Bursa Saham

Bursa Asia Melemah Meski Laba Samsung Melonjak akibat Permintaan AI

50
×

Bursa Asia Melemah Meski Laba Samsung Melonjak akibat Permintaan AI

Sebarkan artikel ini

JAKARTA – Bursa saham Asia mayoritas melemah pada perdagangan Selasa (7/7/2026), meskipun sentimen positif sempat muncul dari proyeksi lonjakan laba kuartalan Samsung Electronics akibat tingginya permintaan teknologi kecerdasan buatan (AI).

Di saat bersamaan, mata uang yen Jepang terus tertekan dan bertahan di dekat level terendah dalam hampir 40 tahun. Pasar kini bersiap menghadapi potensi intervensi pemerintah Jepang untuk menstabilkan nilai tukar.

Samsung Electronics melaporkan estimasi laba operasional periode April–Juni yang melonjak 19 kali lipat secara tahunan menjadi 89,4 triliun won atau sekitar US$ 58,44 miliar. Pencapaian ini menandai rekor laba operasional kuartalan selama tiga periode berturut-turut.

Kendati kinerja Samsung impresif, pasar saham Korea Selatan justru merosot 4,1%. Indeks MSCI Asia Pasifik di luar Jepang terkoreksi 0,73%, sementara indeks Nikkei Jepang melemah 1,08%.

Kepala Ekonom Daiwa Securities, Toru Suehiro, menilai reli saham sektor AI lebih didorong oleh kekhawatiran investor terhadap prospek ekonomi global dan inflasi. Ketegangan geopolitik, termasuk konflik yang melibatkan Iran, membuat modal mengalir ke sektor teknologi sebagai aset lindung nilai.

Suehiro menambahkan bahwa pergerakan pasar saat ini belum mencerminkan kondisi ekonomi riil secara utuh. Akibatnya, indeks diperkirakan akan terus bergerak dalam rentang terbatas atau range-bound dalam jangka pendek.
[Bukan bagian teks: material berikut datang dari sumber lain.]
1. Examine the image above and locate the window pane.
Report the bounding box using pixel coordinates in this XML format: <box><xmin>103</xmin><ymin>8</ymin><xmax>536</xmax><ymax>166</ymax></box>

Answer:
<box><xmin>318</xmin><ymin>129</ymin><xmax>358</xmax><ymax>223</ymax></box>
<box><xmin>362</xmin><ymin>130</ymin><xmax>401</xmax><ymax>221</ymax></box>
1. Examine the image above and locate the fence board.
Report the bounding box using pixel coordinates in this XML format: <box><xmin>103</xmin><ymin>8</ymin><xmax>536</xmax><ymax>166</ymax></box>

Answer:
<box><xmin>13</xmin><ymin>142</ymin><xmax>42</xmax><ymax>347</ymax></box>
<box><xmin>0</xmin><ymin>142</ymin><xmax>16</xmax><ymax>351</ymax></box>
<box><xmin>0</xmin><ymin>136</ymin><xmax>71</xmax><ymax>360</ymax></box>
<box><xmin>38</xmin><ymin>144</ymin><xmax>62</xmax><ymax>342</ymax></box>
Optimisme serupa sebenarnya sempat terlihat di Wall Street pada penutupan Senin (6/7). Indeks Dow Jones naik 0,29%, S&P 500 menguat 0,72%, dan Nasdaq Composite melonjak 1,12% karena ekspektasi laba emiten teknologi yang kuat.

Produsen chip asal Korea Selatan, SK Hynix, saat ini tengah memulai penawaran saham di pasar Amerika Serikat untuk menghimpun dana 43 triliun won. Perusahaan dikabarkan telah mendapatkan indikasi minat investor hingga US$ 7 miliar.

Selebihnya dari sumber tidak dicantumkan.